Background: RNA interference (RNAi) is a powerful technique for functional genomics research in insects. Transgenic plants producing double-stranded RNA (dsRNA) directed against insect genes have been reported for lepidopteran and coleopteran insects, showing potential for field-level control of insect pests, but this has not been reported for other insect orders.
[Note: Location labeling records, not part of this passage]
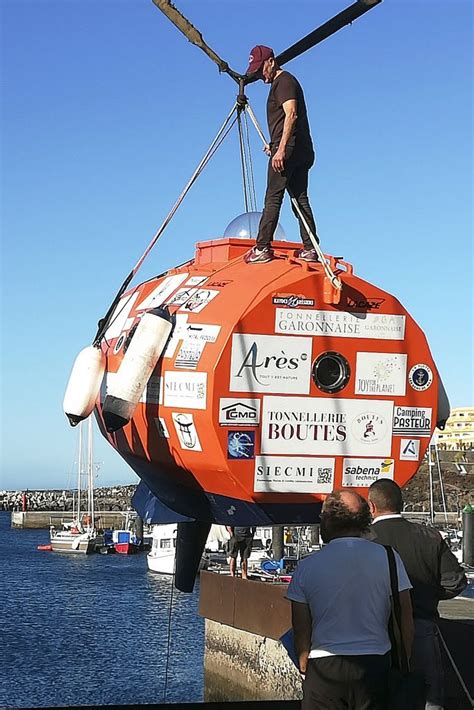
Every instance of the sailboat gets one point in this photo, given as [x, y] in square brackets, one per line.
[79, 535]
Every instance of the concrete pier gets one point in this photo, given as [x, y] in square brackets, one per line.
[41, 519]
[244, 658]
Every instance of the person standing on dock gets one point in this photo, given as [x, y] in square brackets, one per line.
[240, 543]
[341, 602]
[434, 573]
[291, 155]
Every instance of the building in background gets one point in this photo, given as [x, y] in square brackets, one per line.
[459, 430]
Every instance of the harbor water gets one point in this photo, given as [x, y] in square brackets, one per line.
[92, 630]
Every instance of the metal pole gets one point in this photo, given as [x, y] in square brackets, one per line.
[440, 475]
[277, 542]
[430, 468]
[468, 535]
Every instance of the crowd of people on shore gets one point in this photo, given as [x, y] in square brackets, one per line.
[108, 498]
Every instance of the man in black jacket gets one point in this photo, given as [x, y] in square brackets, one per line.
[433, 571]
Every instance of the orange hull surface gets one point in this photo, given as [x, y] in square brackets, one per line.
[269, 394]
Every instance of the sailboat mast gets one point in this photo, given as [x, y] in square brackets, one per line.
[90, 478]
[79, 474]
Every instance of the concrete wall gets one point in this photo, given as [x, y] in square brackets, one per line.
[239, 665]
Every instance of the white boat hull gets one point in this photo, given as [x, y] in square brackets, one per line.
[161, 564]
[82, 544]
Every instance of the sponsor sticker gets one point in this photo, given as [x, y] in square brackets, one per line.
[199, 300]
[293, 474]
[240, 444]
[220, 284]
[381, 373]
[185, 389]
[292, 301]
[363, 472]
[412, 421]
[339, 324]
[420, 377]
[162, 428]
[186, 431]
[177, 334]
[266, 363]
[409, 449]
[196, 331]
[164, 289]
[195, 280]
[239, 412]
[153, 393]
[181, 296]
[319, 426]
[366, 304]
[189, 354]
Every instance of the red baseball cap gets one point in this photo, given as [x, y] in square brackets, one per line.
[258, 56]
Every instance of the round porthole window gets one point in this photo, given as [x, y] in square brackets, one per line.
[331, 372]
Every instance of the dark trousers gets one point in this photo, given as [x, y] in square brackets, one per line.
[294, 178]
[426, 658]
[346, 683]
Methodology/principal findings: The Hemipteran insect brown planthopper (Nilaparvata lugens Stål) is a typical phloem sap feeder specific to rice (Oryza sativa L.). To analyze the potential of exploiting RNAi-mediated effects in this insect, we identified genes (Nlsid-1 and Nlaub) encoding proteins that might be involved in the RNAi pathway in N. lugens. Both genes are expressed ubiquitously in nymphs and adult insects. Three genes (the hexose transporter gene NlHT1, the carboxypeptidase gene Nlcar and the trypsin-like serine protease gene Nltry) that are highly expressed in the N. lugens midgut were isolated and used to develop dsRNA constructs for transforming rice. RNA blot analysis showed that the dsRNAs were transcribed and some of them were processed to siRNAs in the transgenic lines. When nymphs were fed on rice plants expressing dsRNA, levels of transcripts of the targeted genes in the midgut were reduced; however, lethal phenotypic effects after dsRNA feeding were not observed.
Conclusions: Our study shows that genes for the RNAi pathway (Nlsid-1 and Nlaub) are present in N. lugens. When insects were fed on rice plant materials expressing dsRNAs, RNA interference was triggered and the target genes transcript levels were suppressed. The gene knockdown technique described here may prove to be a valuable tool for further investigations in N. lugens. The results demonstrate the potential of dsRNA-mediated RNAi for field-level control of planthoppers, but appropriate target genes must be selected when designing the dsRNA-transgenic plants.